Nikon D800, 105mm f/2.8 Micro lens, f/11, 1/200s, ISO 200. Copyright Levi Sim
Most of the time, when I’m making a portrait I have a million things running through my mind all at once: How bright is the light? How soft is the light? Is the light flattering? Is the pose flattering? Is my subject comfortable? Is she enjoying herself? Are my jokes too cheesy? Did I have lunch?
There’s a lot to think about, but I’d like to encourage you to consider one last thing: how do the details look? As you can see from the image above, I didn’t think about the wrinkles in her shirt until after I’d made the first frame. Fortunately, I did notice the wrinkles in her shirt over her belly and spent ten seconds smoothing them out before clicking again (well, I asked her to smooth them out). Sure, I could fix something simple like that in Photoshop, and if I did that every time I would surely bemuch more efficient at using Photoshop than I am. But if I take the ten seconds to refine my image beforehand, I can then engage with her and make more images of different expressions without having to fix them all later.
It’s a little thing, but someone pointed it out for me and improved my work, so I thought maybe you’d benefit from hearing it, too.
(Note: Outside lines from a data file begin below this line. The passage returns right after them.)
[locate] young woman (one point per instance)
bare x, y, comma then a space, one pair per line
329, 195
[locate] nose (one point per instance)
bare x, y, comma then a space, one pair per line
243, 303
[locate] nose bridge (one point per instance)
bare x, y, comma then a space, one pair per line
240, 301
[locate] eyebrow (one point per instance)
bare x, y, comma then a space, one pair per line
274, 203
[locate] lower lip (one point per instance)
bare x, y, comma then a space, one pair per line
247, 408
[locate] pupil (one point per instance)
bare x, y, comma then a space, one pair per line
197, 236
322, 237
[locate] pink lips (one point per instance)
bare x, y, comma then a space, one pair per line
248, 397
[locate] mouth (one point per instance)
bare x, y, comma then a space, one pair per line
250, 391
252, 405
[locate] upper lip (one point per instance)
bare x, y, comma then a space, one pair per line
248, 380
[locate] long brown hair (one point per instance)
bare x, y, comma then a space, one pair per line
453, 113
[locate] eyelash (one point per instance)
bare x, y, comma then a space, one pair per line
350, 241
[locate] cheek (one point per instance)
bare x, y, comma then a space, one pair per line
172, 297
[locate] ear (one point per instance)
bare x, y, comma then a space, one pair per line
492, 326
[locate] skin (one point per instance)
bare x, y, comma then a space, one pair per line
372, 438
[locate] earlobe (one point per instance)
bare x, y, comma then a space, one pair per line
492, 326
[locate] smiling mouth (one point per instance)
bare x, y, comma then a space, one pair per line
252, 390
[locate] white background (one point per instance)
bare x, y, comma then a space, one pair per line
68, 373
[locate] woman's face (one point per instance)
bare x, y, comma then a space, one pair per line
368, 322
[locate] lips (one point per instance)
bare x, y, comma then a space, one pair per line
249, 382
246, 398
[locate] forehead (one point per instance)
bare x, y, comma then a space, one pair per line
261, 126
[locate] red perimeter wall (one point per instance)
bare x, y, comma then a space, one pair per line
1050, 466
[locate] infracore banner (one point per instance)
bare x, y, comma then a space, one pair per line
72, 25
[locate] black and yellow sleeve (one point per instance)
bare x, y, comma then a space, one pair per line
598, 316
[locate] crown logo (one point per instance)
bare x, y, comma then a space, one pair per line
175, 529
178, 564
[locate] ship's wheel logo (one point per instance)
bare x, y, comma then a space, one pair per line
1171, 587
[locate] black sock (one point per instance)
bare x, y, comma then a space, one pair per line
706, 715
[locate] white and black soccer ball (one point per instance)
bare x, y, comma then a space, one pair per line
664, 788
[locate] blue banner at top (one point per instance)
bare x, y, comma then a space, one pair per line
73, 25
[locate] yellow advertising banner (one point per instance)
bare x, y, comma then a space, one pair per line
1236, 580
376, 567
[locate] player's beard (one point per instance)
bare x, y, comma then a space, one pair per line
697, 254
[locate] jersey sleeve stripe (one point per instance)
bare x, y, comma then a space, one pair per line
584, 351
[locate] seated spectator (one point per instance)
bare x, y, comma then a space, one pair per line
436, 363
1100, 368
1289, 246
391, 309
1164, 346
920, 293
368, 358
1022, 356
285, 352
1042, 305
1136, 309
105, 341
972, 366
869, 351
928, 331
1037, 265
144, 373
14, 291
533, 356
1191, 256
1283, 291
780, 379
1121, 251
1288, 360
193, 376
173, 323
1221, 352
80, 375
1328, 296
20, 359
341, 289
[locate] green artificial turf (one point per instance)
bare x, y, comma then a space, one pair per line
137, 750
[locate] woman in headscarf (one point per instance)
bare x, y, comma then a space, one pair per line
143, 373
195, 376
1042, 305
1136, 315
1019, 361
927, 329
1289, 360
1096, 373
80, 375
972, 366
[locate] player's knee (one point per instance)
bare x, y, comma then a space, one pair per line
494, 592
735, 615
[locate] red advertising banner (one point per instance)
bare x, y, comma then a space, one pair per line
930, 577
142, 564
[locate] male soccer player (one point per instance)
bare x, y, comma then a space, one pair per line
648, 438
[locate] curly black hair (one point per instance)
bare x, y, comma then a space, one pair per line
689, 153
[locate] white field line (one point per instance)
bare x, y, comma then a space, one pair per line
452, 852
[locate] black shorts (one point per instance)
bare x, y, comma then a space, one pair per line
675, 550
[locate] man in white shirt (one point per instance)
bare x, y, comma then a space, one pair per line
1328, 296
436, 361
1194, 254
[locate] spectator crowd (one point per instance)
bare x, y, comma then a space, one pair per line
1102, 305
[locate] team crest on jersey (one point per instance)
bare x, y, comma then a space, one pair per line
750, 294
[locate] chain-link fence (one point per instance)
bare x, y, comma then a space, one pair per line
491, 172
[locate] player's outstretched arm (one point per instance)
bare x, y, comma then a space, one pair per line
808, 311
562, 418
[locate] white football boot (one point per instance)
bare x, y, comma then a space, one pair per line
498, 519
Incidentally, these images are straight from the camera, save the toning. I used the yellow filter option in my monochrome settings (most modern DSLR’s have this option–check your manual) to brighten and smooth the skin tones. The toning is a Lightroom/Adobe Camera RAW setting Scott Kelby has shared. Go to the Split Toning Tab in the Develop Module and set the Shadows to a Hue of 28 and Saturation of 17.